As a selection of her work goes on display as part of this year’s Deutsche Börse Photography Foundation Prize in London, the image-maker opens up about the striptease series that kickstarted her career
Photographer Susan Meiselas has dedicated her life to capturing complex, sometimes horrifying, experiences, using her camera as a means of “mediation” between herself and her subjects. She doesn’t try and provide answers to the scenes unfolding before her, but instead poses questions and explores new perspectives. One of her most potent bodies of work centres on the people of Kurdistan in the wake of Saddam Hussein’s genocidal campaign against them in the late 80s – a selection of which is currently on display at The Photographers’ Gallery in London as part of this year’s Deutsche Borse Photography Foundation Prize. Meiselas has been nominated for her first European retrospective, Mediations, which showed at the Jeu de Paume in Paris last year, offering valuable insight into the Magnum photographer’s groundbreaking career – including what is arguably her most formative series, Carnival Strippers, begun in 1973.
Carnival Strippers is a radical behind-the-scenes peek into the world of smalltown carnival striptease, taken over the course of three consecutive summers just as the women’s movement was beginning to gain traction. “I think in truth it was really the turning point for me,” Meiselas tells AnOther. “Before that I don’t think I had a vision of what it would mean to be a photographer.” Meiselas was a 24-year-old Harvard graduate working as a photography teacher when she stumbled across the carnival strippers, while tailing touring circus troupes during her summer vacation. “It was an accidental encounter, like so much of my work,” she says.
It was early on in her contact with the carnival dancers that she took the shot that ignited her curiosity: Lena on the Bally Box – showing a young, scantily clad women posing on a stand, seemingly oblivious to the stares of the men surrounding her, gazing straight ahead with a detached, self-assured expression. “[That was when] it all made sense... I just felt magnetically, ‘I need to know more,’” she said in a lecture for MoMA. “There were so many issues for me looking at the woman [who I would later know as] Lena. The idea of projecting a self to attract a male gaze was completely counter to my sense of culture – to what I wanted for myself – so I was fascinated by women who were choosing to do that... The feminists of that period were perceiving the girls shows as exploitative institutions that should be closed down so I was actually positioned in the place of feeling these voices should be heard, they should self-define as to who they are and what their economic realities are.”

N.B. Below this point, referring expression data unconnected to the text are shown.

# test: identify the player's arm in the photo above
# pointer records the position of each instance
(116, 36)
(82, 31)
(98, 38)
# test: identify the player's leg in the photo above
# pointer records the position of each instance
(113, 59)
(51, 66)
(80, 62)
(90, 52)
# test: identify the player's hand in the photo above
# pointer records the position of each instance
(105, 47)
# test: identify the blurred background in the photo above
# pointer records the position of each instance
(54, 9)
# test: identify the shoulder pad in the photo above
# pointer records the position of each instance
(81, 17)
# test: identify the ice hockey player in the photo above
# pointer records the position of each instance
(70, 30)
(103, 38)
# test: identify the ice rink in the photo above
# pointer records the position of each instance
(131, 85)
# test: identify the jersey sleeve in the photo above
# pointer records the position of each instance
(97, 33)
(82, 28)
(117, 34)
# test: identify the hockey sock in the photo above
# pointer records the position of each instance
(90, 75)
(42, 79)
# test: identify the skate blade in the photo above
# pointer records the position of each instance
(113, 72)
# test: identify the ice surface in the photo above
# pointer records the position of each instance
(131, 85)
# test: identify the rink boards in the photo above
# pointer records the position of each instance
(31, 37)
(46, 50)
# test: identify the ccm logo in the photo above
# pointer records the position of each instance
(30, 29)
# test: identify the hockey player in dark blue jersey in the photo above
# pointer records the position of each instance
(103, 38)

And Meiselas really did want the women’s voices to be heard – directly – so she began recording sound to accompany the exhibition of her images, snippets of which would later be transcribed for a photobook of the series, first published in 1976. These audio clips present a variety of viewpoints – some women feel demoralised by their job, and describe putting up a mental barrier between themselves and their audience in order to survive; others feel empowered in the role, in control of their image and their sexual prowess. For almost all of them, meanwhile, the main objective is financial security and independence. “If you want to be your own woman, to be a single person, you can’t do a hell of a lot better than that,” says former showgirl, Patty. Meiselas also includes the male perspective in her recordings – from the girls’ managers to their clients and boyfriends – in order to paint a fully-rounded picture of her subjects’ universe. For, as Lena says, “being a stripper is as close to being in a man’s world as you can be. It’s a tough life. You need strength and character. The men depend on you – to entertain them and to bring in money for them.”

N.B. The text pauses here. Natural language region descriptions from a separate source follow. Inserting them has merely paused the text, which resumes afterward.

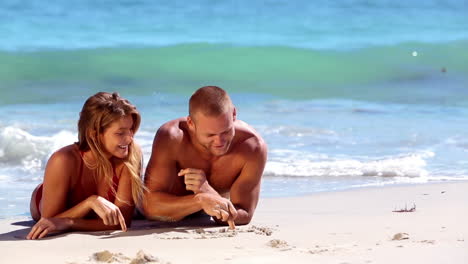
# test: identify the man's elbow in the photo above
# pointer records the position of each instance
(154, 213)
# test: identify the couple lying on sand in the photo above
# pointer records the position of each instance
(208, 161)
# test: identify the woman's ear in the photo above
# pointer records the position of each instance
(190, 123)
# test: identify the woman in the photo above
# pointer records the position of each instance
(95, 183)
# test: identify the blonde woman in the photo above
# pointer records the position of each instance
(93, 184)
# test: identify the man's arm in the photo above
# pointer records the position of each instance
(160, 203)
(245, 190)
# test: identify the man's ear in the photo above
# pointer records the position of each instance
(234, 114)
(190, 123)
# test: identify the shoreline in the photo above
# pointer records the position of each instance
(349, 226)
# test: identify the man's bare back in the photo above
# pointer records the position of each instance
(209, 162)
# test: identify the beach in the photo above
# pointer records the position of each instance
(353, 226)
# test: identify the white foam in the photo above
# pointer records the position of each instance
(19, 148)
(297, 164)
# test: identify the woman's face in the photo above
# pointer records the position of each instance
(117, 137)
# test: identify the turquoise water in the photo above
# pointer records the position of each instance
(348, 94)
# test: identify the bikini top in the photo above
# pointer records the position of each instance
(115, 179)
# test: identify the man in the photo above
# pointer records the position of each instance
(206, 161)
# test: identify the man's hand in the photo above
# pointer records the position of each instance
(219, 207)
(195, 180)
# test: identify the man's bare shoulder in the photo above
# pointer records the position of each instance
(172, 131)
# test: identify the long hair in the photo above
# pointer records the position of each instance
(98, 113)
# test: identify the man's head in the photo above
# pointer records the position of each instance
(211, 119)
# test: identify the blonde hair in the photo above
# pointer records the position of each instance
(98, 113)
(210, 101)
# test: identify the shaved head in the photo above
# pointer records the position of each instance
(210, 101)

Meiselas was similarly determined to document, visually, the various facets of carnival life for the strippers. There are the shows themselves, of course, where she captures both the viewpoint of the dancers – looking down upon the lustful clusters of men at their (high-heeled) feet – and that of the all-male audience (“no ladies and no babies” at these shows), gazing up at the women’s elongated legs. But Meiselas, who has a knack for befriending her subjects, was also invited backstage by the women to document the hustle and bustle of their changing rooms, their interactions with one another and the mundanity of their lives between shows – the card games, the cigarettes, the endless sitting around.
The result is a truly revolutionary study of what artist Martha Rosler pertinantly describes as “an unappreciated, unloved class of women, who were certainly not admired for their professions at a time when women were exploring what it meant to have a body, and what it meant to have a job... [It talks] about them as fully realised subjects without glorifying what they do to make a living.”
For Meiselas, Carnival Strippers was an artistic and ethnographic revelation. “It gave me a sense of the connectivity [that photography] required and was the catalyst for finding a form to represent experience,” she tells us, noting how collaboration with her subjects and the use of multiple media has remained vital to her work ever since. “Just last week we held a workshop for members of the Kurdish community, inviting them to come and contribute their stories to what I’m calling a story map installation for the Photographer’s Gallery show. I think Carnival Strippers made being a photographer coherent for me as a way of working in the world.”
The Deutsche Börse Photography Foundation Prize 2019 exhibition is at The Photographers’ Gallery until June 2, 2019.